The HBb dimer binds DNA nonspecifically. (A) DAP-seq data visualized using a circos plot of the B. bacteriovorus HD100 genome. The inner rug plots represent the ‘minus’ (yellow) and ‘plus’ (light green) strand ORFs. Each wedge represents the coordinates of a gene. Outer line plots represent the normalized read coverage values, and scatter plots above show the major peaks for the two DAP-seq samples (blue and purple). Peaks are shown as dots, where the strength of the peak signal correlates positively with the distance from the axis.

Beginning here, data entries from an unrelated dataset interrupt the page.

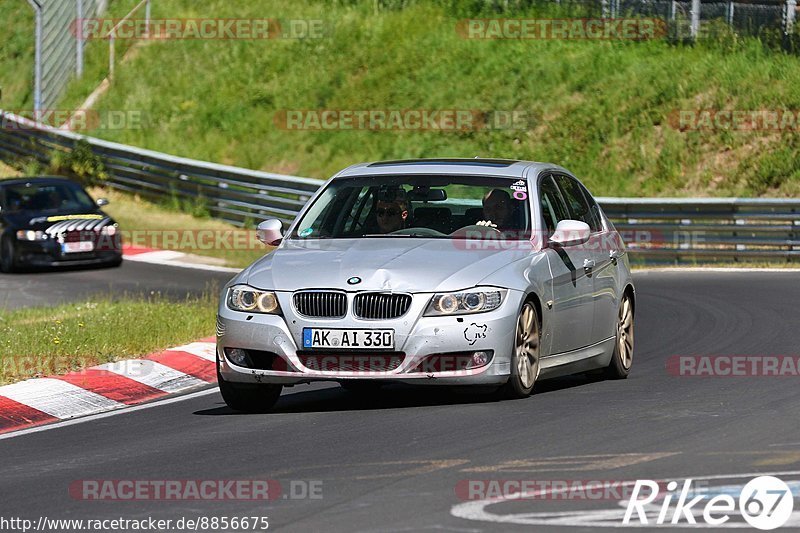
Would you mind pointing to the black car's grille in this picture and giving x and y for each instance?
(378, 305)
(321, 304)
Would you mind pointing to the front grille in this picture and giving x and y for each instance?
(321, 304)
(378, 305)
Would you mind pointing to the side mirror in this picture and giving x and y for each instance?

The enlarged section shown in panel E is indicated by gray dashed line. (B) Line plots showing the normalized read coverage values for a randomly selected section of the B. bacteriovorus HD100 genome encompassing the genomic region from 151 464 bp to 189 033 bp. The bottom plot shows the genomic context, and the top line plots depict the normalized read coverage values for each DAP-seq sample with the major peaks shaded darker. The color code corresponds to panel A.